107 min | R | April 30, 2021 | Open Road Films
A failed comic book artist loses his wife and inherits a custody fight with her rich father. Then his ghoulish puppet creations start crawling around the house where his daughter sleeps. The puppets are scarier than the script, which is not a compliment.
Separation wants to be a haunted-house horror film and a custody drama at the same time. Jeff is a failed comic book artist whose marriage has collapsed. His wife Samantha dies in a sudden accident, and her wealthy father moves to take custody of their daughter Jenny. Strange figures begin appearing in the house, drawn from Jeff’s macabre comic creations. The film treats the supernatural as a metaphor for grief and a broken family. It never decides whether it believes in the ghosts or the metaphor.
Rupert Friend plays Jeff as a passive man who lets the plot happen to him. He sketches, he mopes, he reacts, and he never generates the dread the film needs from its lead. Brian Cox plays Rivers, the rich grandfather, with a contempt he can summon in his sleep, and the film gives him nothing harder to do. Madeline Brewer plays Samantha in flashbacks that exist mostly to establish how unhappy the marriage is. Violet McGraw plays Jenny as a watchful child, and she is the only person on screen who behaves like the situation frightens her. Mamie Gummer appears as Maggie and disappears before the part registers.
William Brent Bell directs from a script by Josh Braun and Nick Amadeus, and the seams between the horror and the divorce procedural never close. The one genuine asset is Troy James, a contortionist who plays the creature Nerezza with limbs that bend the wrong way and a crawl no digital effect could match. Bell shoots these moments in low light and lets the practical body do the work, and they are the only scenes with any pulse. The rest of the production design leans on the comic book panels, which the film projects across walls and reflections without ever making them frightening. The editing strands these flourishes between long stretches of legal exposition and custody arguments. The score swells on cue to tell you when to feel afraid, because the images will not.

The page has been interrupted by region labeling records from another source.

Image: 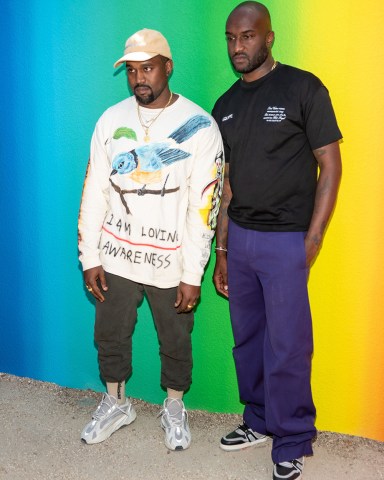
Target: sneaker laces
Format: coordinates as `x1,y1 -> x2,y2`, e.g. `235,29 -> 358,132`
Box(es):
92,393 -> 127,420
158,398 -> 188,428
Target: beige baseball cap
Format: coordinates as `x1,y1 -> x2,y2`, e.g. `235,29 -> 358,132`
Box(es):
113,28 -> 172,67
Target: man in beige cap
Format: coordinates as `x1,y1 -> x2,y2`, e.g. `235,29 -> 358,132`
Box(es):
79,29 -> 223,450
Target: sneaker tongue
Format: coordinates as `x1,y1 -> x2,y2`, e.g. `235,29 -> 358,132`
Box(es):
166,398 -> 183,420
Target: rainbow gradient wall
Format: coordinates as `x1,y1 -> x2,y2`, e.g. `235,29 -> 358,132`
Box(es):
0,0 -> 384,440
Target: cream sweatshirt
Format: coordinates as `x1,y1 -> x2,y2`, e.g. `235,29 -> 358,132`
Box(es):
79,95 -> 224,288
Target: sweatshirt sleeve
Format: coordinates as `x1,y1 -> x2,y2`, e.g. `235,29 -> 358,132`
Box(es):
181,118 -> 224,285
78,118 -> 111,270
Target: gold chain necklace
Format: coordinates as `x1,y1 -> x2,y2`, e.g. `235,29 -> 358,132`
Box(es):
240,60 -> 279,80
136,92 -> 173,142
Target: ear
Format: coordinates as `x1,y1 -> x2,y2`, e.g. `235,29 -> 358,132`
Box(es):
165,58 -> 173,77
266,32 -> 275,48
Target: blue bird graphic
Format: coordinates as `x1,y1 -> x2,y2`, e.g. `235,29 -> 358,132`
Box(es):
111,115 -> 211,184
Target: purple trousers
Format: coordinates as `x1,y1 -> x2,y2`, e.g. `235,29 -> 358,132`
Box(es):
228,221 -> 316,463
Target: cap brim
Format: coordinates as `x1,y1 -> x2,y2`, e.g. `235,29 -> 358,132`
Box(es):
113,52 -> 160,68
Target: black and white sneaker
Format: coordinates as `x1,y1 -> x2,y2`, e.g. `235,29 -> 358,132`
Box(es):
273,457 -> 304,480
220,423 -> 268,451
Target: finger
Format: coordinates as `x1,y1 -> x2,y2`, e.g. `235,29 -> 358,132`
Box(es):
99,270 -> 108,291
175,288 -> 183,307
87,282 -> 105,302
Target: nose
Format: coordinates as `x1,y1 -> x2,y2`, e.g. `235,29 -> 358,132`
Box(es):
234,37 -> 244,53
136,70 -> 145,84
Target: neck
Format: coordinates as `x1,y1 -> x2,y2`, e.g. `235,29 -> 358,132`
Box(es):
136,87 -> 173,109
241,57 -> 277,82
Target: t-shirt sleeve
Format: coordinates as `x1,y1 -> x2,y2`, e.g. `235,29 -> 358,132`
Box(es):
303,85 -> 342,150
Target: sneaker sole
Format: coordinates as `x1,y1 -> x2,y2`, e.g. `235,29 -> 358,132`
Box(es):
164,440 -> 191,452
81,407 -> 136,445
220,436 -> 268,452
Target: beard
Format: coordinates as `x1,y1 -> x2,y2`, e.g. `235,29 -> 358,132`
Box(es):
231,45 -> 269,73
133,85 -> 156,105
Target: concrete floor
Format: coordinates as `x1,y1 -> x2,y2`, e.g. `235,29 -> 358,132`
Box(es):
0,373 -> 384,480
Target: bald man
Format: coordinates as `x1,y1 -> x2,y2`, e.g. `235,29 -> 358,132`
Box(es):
213,2 -> 341,480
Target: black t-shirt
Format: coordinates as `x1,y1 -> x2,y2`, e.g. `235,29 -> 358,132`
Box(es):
212,64 -> 341,231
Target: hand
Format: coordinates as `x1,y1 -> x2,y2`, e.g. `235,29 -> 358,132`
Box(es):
213,252 -> 228,298
83,265 -> 108,302
304,235 -> 321,268
175,282 -> 201,313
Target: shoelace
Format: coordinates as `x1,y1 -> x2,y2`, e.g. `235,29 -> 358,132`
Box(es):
92,393 -> 127,420
157,404 -> 188,428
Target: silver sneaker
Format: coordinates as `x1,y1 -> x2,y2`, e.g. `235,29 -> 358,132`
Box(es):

The problem is structural. A custody battle and a ghost story can share a film, but each needs the other to mean something, and here they sit side by side without connecting. Jeff’s dead-end career and his contempt for Rivers carry no supernatural weight, and the creatures carry no emotional one. The film mistakes a sad man in a big house for tension and a contortionist for a third act. Underneath the puppets and the shadows there is a story about a father and a daughter, and the movie buries it.